Allied health professional – interview
This was further reflected in patient comments in surveys and in interviews.
....This practice offers a range of services all in the one place
Patient - survey
[Moved to this GP Super Clinic] Because of the multi-disciplinary service this clinic gives
Patient - survey
We moved here to be near this clinic. It has a range of service which [spouse] needs and they are all here in one spot. So we don’t have to travel to different spots. And they all know what’s going on with [spouse] as it is all on the record.
Patient - interview
Third, the shared health record was seen by clinicians as a key factor in enabling the sharing of information to support multi-disciplinary care. The record was seen as an efficient and effective tool which resulted in better care for patients. In particular, allied health clinicians commented on the importance of the shared health record in supporting coordination of care, a system which they had not experienced when working in separate locations. The majority of clinicians (88%) in the survey rated IT systems to support multi-disciplinary care as important, with 89% indicating that such IT was in place in their GP Super Clinic. This was reinforced by many patients who indicated that they were happy with the shared health record as it meant that all the clinicians were aware of their clinical information and they did not have to repeat the information when seeing a range of clinicians at the GP Super Clinics.
Fourth, the culture of and team-work within most of the GP Super Clinics were conducive to multi-disciplinary care. Evidence for factors impacting on teamwork in relation to multi-disciplinary care align with elements of the model within the GP Super Clinics, such as co-location and shared electronic health records.29 However, evidence also supports the need for shared planning and protocols. The extent to which these were effectively in place in most GP Super Clinics was not able to be determined accurately. To maintain a positive culture and team-work, more attention to shared planning and protocols may be required.
Fifth, the differences in organisational models including not-for-profit, community owned, private for profit and third party contractual arrangements, did not appear to impact on the provision of multi-disciplinary and integrated care.

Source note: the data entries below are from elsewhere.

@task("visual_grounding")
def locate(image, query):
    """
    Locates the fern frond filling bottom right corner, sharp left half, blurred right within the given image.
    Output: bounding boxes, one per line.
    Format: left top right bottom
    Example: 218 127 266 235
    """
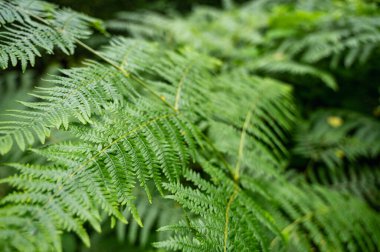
155 160 380 251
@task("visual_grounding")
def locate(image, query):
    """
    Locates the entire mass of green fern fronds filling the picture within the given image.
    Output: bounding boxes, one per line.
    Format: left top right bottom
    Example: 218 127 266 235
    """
0 0 380 251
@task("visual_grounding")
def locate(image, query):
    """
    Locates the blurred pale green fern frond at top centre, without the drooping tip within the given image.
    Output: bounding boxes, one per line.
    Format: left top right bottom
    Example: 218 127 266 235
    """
107 6 265 58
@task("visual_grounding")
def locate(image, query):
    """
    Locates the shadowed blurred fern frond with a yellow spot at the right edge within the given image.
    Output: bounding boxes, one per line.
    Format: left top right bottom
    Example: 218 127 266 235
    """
294 110 380 209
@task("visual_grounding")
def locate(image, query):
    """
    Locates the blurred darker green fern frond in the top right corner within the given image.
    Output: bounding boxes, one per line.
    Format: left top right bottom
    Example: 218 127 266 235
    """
275 2 379 68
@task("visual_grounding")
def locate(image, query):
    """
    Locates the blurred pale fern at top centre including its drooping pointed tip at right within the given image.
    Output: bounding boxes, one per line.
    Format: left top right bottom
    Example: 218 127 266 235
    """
108 4 337 89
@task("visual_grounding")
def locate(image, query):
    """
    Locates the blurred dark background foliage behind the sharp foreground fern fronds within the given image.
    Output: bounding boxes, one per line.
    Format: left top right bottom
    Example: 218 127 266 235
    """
0 0 380 252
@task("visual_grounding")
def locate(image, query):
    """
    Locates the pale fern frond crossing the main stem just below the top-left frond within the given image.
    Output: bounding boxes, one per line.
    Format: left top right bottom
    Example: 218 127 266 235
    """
0 38 217 154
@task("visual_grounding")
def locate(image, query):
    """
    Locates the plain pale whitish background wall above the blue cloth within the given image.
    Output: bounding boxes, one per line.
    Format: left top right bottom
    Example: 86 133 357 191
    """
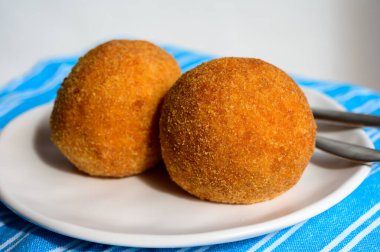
0 0 380 90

Rather the flexibility in models provided for under the GP Super Clinics Program allowed resources to be used to suit local needs and contexts. Problems in relation to organisational models occurred where there were third party contractual arrangements requiring reporting at multiple levels and attempts to align sometimes disparate objectives.

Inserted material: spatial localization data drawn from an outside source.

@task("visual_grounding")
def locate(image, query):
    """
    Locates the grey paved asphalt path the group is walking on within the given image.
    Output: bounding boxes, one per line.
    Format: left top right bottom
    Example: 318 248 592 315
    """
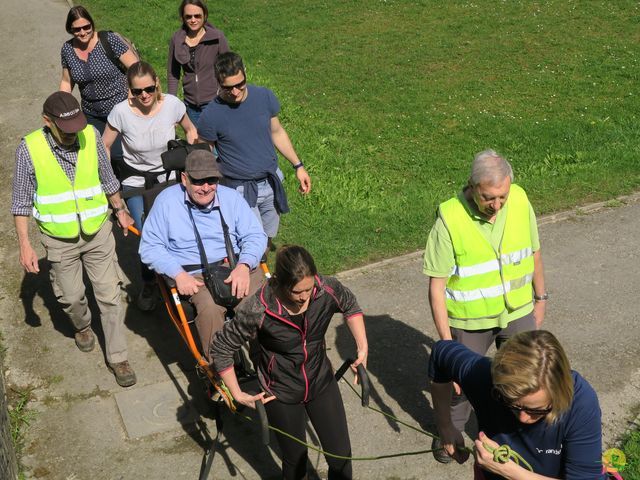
0 0 640 480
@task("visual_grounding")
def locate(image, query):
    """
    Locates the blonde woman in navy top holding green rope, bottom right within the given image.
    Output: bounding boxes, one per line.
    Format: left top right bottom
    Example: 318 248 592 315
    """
429 330 605 480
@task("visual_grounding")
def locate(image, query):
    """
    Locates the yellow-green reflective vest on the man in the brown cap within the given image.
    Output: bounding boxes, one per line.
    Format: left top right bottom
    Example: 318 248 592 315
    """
24 125 108 238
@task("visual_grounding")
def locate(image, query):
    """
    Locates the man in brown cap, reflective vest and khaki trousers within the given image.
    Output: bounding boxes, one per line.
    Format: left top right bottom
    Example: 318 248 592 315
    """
11 92 136 387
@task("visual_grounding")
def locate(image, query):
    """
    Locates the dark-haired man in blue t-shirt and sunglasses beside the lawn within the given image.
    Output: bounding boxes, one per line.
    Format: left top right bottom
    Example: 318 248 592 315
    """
198 52 311 253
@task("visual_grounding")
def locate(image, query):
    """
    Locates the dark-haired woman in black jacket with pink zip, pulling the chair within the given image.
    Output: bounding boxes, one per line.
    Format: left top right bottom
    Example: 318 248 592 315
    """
211 245 368 480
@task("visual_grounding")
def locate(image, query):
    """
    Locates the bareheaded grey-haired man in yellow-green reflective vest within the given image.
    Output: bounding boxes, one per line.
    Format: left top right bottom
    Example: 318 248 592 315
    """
423 150 548 463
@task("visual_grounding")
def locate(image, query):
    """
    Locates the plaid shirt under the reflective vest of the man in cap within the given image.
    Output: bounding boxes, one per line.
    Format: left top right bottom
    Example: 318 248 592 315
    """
11 127 120 217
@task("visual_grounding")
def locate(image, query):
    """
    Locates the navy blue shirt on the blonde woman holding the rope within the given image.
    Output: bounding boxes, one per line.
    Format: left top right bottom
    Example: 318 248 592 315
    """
429 340 605 480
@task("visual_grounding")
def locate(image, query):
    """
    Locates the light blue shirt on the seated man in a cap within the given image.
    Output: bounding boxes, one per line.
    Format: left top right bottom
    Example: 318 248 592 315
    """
138 184 267 278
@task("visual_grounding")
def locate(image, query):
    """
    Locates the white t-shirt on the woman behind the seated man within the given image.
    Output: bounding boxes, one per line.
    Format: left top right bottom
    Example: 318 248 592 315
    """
107 94 187 187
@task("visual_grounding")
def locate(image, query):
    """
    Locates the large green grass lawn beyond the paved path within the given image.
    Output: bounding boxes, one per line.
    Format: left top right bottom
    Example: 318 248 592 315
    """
81 0 640 273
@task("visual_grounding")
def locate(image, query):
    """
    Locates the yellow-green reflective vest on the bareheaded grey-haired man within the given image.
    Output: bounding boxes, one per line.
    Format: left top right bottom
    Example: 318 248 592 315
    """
438 185 533 330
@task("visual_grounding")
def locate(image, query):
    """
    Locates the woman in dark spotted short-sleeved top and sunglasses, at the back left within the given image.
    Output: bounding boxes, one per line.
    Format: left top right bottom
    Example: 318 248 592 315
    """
60 5 138 173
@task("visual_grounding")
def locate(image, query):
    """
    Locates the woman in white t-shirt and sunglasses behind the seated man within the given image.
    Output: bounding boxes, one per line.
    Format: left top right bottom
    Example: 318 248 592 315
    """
102 62 198 311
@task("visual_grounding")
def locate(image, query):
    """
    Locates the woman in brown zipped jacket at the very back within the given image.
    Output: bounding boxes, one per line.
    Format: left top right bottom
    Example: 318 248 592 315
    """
167 0 229 125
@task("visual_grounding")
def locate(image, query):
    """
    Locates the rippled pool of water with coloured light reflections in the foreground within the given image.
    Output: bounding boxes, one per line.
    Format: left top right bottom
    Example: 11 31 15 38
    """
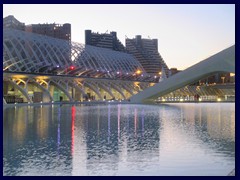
3 103 235 176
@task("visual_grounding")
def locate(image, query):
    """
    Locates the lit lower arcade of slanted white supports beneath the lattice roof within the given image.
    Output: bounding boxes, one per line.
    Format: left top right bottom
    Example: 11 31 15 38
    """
3 72 150 104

Lastly, access to and equity in the Medicare Benefits Schedule (MBS) was raised consistently as a barrier to optimising multi-disciplinary care. In particular, clinicians raised the inconsistency in access for all disciplines and the inequity in remuneration across disciplines for participating in multi-disciplinary teams and in particular for case management. The MBS items 735 to 758 provide rebates for medical practitioners (not including specialists or consultant physicians) to organise and coordinate, or participate in, multi-disciplinary case conferences for patients in the community or patients being discharged into the community from hospital, or people living in residential aged care facilities.30 These items were recognised as supporting some aspects of multi-disciplinary care but the inequity in remuneration was perceived to be a barrier.
GP Super Clinics doctors frequently identified a feeling of guilt in case management as they were able to bill for these services, whereas allied health were unable to bill under the MBS item. In many instances, allied health staff reported willingness to participate in case conferences in the interest of patient care and their professional learning.
27Bisognano M. Leadership’s Role in Execution Healthcare Executive. 2008.
28Mountford J, Webb C. When Clinicians Lead. McKinsey Quarterly. February 2009.
29Jackson-Bowers E. How does teamwork support GPs and Allied Health Professionals to work together? Research Roundup. 2010;14.